Stats Made Easy

Practical Tools for Effective Experimentation

Sunday, December 16, 2007

Sports ‘randomination’?

In a recent guest post to the Freakonomics blog, Yale economist Ian Ayres suggests that sports teams run randomized experiments to improve their winning ways. He solicited feedback from anyone who has done such an experiment, but so far no one has come forward with an affirmative post to this blog.

It turns out that I performed an experiment back in my days as a slow-pitch softball player. At that time my position was ‘rover’ – a tenth man who augmented the normal three who play the outfield in baseball. Depending on my whim, I would play ‘long’ – I line with the other outfielders – or ‘short’ – nearer the infield in a gap where I guessed a batter might want to drop a hit. It occurred to me that by randomly positioning myself inning-by-inning from one game to the next and measuring the oppositions success I might develop statistics that would show favor to either short or long as a general practice. Our team was originally sponsored by General Mills Chemical Technical Center, so my mates met this proposal with surprising enthusiasm. After all, our prospects for winning in our Class D (lowest level) league were never very good.

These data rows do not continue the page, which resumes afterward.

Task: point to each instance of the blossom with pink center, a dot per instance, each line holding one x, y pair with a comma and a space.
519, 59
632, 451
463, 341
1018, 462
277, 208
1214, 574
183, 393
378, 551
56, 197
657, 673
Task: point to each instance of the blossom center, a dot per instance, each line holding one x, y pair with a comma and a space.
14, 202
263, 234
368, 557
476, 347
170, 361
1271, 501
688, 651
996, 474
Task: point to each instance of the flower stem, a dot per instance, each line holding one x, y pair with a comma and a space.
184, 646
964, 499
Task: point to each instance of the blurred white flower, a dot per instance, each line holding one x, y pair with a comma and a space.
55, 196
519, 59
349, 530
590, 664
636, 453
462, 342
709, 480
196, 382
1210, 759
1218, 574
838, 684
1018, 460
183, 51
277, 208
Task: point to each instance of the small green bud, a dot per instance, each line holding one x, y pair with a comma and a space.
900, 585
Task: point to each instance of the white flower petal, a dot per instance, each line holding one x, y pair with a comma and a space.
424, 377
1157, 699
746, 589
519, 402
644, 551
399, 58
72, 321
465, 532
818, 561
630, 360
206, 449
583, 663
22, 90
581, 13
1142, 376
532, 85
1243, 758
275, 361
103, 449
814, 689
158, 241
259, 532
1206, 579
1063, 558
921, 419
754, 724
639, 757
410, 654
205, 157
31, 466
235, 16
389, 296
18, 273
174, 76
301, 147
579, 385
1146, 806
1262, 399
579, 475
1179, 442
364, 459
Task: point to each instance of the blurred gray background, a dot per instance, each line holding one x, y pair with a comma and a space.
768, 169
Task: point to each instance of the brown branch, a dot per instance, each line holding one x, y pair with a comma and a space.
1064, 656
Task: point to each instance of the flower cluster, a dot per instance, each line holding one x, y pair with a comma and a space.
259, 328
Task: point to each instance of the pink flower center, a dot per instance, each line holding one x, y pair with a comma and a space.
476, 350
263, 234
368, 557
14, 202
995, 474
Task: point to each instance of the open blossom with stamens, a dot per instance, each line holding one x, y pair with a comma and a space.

As Yogi Berra said, “We were overwhelming underdogs.”

One thing we could count on is that during any given inning, the opposition would be sure to achieve some hits, if not runs. However, it seemed likely that while playing short might cut off singles, it would lead to more doubles and triples from players knocking the softball over my head. Therefore my teammates and I agreed that total bases would be a good measure of success. Thus we counted a single as one, a double as two and so forth. (If you are not familiar with the game of baseball, see these simplified baseball rules from Wikipedia). Since opponents varied in their quality of play, I laid out a randomized block experiment game-by-game (results in first graph -- the points labeled "2" represent two innings with the same total bases).

As the experiment proceeded I assessed the results after each game to see if the cumulative data produced a significant outcome. Patience proved to be the key. During one particularly bad inning – 16 total bases by the opposition – my fellow outfielder screamed at me to abandon my proscribed position and go to the opposite choice. “We are sure to lose,” he yelled – ready to knock sense into my statistically-addled brain. However, my teammates stepped up to protect me and my experiment. “Yes, we may lose this particular game,” said they, “but from what we learn our team will win more games over the course of this season and ones to come.” Indeed we did: From the knowledge gained from this experiment and other strategic moves, our team of techies went on to win our Class D league the following season. True, we did get decimated in the first round of the State Tourney, but at least we got there!

PS. As shown on the second graph, positioning myself short in the outfield proved to be significantly better.